For the 17th-century ruler and Jesse’s grandnephew, see Jesse of Kakheti.
Jesse (Georgian: იესე), also known as ‘Isa Khan Gorji (c. 1527 – 1580) was a Georgian prince of the royal house of Kakheti, whose career flourished in the service of the Safavid dynasty of Iran and included numerous years as a governor of Shaki in what is today Azerbaijan.
1 Early life
2 Career in the Safavid service
Jesse was a son of King Leon of Kakheti by his first wife Tinatin Gurieli. As a young prince, Jesse was placed by his father at the head of the Georgian auxiliaries requested by the Safavid shah Tahmasp I during his war with the Ottoman Empire (1532–55). After the conclusion of the peace, Jesse was left as a hostage in Iran, where he converted to Islam and became known as ‘Isa Khan Gorji. In 1558 he was made by Shah Tahmasp I governor of Shaki, a Muslim city close to the border of his homeland. He stayed governor of Shaki until 1580.
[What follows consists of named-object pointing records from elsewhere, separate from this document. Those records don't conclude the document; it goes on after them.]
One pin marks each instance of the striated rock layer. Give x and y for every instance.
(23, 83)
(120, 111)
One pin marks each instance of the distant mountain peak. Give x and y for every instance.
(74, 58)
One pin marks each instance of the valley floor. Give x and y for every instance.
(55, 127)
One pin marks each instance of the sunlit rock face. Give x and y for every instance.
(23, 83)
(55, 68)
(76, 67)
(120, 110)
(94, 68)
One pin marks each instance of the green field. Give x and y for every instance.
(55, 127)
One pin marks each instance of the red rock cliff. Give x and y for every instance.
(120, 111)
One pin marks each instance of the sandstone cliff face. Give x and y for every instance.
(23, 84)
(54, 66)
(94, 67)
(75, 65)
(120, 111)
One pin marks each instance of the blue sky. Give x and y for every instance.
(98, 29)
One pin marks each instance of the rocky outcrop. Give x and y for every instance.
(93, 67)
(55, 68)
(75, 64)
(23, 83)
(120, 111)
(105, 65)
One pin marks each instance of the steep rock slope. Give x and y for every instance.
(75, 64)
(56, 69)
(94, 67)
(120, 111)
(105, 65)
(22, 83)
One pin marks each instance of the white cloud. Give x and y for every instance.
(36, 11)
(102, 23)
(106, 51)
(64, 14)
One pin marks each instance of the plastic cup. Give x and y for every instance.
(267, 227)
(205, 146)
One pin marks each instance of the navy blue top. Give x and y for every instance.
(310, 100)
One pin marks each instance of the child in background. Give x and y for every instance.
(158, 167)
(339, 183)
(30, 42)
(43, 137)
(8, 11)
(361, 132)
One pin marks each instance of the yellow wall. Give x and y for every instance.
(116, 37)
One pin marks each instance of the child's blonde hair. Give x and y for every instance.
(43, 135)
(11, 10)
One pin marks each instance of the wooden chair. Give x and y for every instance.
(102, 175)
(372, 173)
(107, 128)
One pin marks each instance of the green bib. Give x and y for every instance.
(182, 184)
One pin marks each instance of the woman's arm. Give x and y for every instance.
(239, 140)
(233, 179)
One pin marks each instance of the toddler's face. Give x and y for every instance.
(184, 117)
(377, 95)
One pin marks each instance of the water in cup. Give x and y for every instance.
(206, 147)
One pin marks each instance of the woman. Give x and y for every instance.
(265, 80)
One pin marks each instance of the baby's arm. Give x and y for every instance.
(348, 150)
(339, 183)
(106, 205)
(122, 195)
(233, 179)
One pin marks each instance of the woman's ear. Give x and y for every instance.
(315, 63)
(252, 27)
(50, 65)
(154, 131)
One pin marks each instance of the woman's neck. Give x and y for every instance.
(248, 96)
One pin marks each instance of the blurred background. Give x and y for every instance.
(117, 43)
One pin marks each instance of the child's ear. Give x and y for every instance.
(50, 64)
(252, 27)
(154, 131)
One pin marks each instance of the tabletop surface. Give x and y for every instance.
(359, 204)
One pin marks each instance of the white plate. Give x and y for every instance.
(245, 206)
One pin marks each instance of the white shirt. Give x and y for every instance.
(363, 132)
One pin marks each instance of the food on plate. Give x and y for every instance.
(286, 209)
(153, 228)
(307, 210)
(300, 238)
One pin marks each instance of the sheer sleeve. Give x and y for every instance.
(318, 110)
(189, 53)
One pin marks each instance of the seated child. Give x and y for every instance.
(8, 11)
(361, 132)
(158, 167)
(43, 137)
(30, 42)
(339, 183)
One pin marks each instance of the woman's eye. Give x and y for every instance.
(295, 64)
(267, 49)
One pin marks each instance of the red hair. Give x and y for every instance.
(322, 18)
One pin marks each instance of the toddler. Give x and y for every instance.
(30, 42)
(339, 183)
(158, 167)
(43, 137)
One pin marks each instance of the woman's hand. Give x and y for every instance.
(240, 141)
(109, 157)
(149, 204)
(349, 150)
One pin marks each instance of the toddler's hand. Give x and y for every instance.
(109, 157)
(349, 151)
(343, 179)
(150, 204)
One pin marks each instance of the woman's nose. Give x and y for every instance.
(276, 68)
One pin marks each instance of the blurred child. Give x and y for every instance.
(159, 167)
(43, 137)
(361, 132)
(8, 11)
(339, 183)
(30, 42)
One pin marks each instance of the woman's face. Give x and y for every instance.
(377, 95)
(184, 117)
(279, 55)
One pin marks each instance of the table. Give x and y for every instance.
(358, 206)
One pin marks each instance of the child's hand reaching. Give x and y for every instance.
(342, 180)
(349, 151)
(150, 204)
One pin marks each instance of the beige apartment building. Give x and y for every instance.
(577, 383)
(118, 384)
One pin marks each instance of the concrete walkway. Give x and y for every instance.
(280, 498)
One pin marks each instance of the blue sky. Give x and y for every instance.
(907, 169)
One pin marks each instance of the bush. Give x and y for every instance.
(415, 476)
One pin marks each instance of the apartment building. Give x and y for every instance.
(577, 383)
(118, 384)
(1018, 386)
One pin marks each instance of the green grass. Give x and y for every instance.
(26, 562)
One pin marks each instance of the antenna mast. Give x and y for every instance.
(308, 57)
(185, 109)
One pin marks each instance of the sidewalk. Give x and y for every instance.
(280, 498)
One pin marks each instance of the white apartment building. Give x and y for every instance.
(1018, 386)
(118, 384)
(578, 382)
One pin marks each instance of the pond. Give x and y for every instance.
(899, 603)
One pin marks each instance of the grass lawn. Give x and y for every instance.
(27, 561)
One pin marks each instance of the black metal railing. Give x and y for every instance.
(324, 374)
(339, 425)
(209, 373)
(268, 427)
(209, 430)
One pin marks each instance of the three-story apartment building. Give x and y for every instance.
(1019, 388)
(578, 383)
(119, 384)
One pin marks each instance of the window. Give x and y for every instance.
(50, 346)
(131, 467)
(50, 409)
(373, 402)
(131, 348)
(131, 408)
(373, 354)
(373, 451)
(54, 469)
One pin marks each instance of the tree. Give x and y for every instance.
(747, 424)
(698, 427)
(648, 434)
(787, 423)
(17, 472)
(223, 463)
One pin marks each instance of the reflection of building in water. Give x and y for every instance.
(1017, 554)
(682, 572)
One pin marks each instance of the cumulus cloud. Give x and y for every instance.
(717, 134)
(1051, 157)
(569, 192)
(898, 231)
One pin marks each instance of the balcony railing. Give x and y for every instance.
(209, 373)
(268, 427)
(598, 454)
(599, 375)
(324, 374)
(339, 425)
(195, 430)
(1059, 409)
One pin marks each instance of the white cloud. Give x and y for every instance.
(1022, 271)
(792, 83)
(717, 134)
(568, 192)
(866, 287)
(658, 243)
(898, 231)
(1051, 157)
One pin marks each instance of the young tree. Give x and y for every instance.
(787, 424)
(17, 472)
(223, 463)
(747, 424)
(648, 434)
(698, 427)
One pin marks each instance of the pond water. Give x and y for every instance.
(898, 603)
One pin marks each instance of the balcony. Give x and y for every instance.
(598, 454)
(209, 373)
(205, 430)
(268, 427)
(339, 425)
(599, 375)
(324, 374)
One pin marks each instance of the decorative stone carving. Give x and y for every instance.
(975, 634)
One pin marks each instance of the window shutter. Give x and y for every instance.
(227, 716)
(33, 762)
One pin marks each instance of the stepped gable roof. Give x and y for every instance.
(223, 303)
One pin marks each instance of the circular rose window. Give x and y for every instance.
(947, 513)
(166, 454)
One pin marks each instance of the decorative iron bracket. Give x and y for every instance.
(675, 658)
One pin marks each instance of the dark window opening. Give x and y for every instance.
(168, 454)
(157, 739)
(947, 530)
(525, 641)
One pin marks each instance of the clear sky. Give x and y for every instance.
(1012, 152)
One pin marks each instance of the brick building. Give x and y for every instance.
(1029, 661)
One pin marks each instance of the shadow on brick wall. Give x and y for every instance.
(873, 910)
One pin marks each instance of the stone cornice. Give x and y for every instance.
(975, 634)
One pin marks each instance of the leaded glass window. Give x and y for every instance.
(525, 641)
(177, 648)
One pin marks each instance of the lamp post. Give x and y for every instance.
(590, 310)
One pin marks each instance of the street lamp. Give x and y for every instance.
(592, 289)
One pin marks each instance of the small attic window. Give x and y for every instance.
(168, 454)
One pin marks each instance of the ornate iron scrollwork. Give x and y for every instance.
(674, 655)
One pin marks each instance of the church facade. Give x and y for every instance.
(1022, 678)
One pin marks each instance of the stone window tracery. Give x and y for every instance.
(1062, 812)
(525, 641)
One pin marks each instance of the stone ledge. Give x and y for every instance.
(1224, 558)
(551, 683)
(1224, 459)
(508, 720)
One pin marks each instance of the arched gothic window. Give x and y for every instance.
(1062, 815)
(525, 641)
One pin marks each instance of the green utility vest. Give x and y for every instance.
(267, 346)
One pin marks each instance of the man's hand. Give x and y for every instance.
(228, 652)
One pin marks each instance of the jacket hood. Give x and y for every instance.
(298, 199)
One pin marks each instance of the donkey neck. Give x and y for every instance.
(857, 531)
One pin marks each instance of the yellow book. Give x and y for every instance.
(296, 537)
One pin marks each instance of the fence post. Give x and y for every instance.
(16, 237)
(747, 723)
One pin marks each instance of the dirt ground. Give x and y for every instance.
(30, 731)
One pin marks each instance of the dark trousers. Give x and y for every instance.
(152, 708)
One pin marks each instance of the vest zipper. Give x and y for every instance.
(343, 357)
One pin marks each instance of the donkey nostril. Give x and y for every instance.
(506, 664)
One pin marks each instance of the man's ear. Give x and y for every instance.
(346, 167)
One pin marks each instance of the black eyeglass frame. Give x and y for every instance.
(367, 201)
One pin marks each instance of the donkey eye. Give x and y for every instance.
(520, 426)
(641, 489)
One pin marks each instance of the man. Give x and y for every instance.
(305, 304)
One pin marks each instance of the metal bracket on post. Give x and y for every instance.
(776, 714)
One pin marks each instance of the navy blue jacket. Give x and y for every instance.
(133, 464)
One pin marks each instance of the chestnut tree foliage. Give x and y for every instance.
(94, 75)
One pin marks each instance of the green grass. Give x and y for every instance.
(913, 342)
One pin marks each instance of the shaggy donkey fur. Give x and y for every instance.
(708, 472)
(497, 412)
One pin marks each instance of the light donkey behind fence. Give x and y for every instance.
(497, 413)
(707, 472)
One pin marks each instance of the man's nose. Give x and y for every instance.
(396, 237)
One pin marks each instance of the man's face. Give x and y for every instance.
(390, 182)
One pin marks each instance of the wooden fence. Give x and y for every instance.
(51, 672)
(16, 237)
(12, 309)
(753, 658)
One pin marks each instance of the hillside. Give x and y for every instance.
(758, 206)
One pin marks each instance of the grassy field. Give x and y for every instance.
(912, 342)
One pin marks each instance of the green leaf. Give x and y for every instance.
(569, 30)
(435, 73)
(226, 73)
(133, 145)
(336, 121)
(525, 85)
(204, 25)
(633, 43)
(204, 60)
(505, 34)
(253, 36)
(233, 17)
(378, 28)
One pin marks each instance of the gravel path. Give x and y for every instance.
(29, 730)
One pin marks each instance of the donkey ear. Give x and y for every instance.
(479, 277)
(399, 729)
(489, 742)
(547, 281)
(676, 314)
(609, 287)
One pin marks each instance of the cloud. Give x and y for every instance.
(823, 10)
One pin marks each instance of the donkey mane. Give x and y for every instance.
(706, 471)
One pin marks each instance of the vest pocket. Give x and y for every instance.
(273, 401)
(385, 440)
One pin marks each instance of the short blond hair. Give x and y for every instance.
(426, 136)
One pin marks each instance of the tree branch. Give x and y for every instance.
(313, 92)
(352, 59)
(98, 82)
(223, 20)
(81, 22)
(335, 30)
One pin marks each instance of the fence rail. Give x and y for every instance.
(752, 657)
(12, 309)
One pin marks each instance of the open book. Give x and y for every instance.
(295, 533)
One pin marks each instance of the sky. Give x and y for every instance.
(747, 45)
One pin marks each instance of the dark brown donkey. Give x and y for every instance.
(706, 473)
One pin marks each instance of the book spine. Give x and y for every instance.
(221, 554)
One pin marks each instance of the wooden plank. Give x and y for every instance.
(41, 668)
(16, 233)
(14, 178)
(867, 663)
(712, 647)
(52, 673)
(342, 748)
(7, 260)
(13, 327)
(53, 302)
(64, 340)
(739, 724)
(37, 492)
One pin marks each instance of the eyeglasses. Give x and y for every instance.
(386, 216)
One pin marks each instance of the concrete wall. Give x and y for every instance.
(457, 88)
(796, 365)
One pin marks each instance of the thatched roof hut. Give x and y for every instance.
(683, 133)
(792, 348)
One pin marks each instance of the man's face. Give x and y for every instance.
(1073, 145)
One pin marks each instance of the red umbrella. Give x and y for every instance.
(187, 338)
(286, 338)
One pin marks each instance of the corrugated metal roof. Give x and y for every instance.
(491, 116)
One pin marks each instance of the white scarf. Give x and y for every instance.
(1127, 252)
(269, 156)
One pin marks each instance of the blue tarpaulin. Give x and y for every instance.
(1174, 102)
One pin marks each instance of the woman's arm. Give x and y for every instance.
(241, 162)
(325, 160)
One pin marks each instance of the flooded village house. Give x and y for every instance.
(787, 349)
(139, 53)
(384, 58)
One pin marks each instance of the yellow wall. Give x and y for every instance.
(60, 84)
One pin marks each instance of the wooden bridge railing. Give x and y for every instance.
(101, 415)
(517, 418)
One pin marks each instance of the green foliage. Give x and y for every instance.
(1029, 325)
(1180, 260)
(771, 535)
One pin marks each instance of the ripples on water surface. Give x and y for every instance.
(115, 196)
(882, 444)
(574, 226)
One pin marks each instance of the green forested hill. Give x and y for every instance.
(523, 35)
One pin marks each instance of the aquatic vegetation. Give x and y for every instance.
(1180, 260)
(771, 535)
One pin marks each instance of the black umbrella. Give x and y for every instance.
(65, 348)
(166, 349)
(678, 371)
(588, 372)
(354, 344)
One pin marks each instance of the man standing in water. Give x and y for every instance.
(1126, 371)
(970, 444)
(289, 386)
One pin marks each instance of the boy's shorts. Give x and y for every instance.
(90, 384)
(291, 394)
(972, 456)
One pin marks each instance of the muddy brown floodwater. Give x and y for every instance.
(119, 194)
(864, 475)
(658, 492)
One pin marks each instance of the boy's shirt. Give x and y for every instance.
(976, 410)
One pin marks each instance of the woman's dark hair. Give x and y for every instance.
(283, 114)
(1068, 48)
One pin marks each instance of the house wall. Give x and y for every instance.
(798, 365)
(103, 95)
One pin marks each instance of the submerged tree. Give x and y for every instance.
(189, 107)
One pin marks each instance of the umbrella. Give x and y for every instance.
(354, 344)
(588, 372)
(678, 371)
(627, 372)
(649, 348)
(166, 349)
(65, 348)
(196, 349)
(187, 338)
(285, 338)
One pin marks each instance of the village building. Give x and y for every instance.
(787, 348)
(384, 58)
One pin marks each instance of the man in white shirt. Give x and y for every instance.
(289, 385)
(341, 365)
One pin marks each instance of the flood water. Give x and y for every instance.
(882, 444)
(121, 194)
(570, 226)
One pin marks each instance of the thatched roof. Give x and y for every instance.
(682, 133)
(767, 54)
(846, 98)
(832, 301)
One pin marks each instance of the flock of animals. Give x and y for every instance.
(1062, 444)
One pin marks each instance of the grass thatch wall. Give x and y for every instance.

Career in the Safavid service
In 1576 ‘Isa Khan became embroiled in a power struggle following the death of Shah Tahmasp. He was part of the Kazvin-based Georgian faction, including Tahmasp’s Georgian widow Zahra Baji, a Shalikashvili princess, which tried to secure the succession for Tahmasp’s younger son Heidar. But a rival faction, dominated by the Sunni nobles, had Heidar murdered at Kazvin and placed Ismail II on the throne. According to the 17th-century historian, Iskandar Beg Munshi, ‘Isa Khan was imprisoned together with another Georgian, Simon I of Kartli, at Alamut, and was liberated with him by Shah Ismail. Munshi may have confused him with Archil, son of Bagrat, Prince of Mukhrani. On the accession of Shah Mohammed Khodabanda in 1578, ‘Isa Khan was again in favor. Together with Simon and yet another Georgian, Shah Rustam the Lur, he was present at the coronation of Khodabanda and the three received the honor of kissing the shah’s feet. ‘Isa Khan’s allegiance to the Safavids was cemented, in 1578, by his marriage to a daughter of ‘Abu’l Nasir Sam Mirza, Shah Tahmasp I’s half-brother and Ismail I’s son, by his wife, a daughter of Husain Khan-e Shamlu. That same year, ‘Isa Khan had to take flight before the Ottoman army of Lala Kara Mustafa Pasha. He then returned to Christianity and fled to his homeland, where died shortly thereafter, in 1580.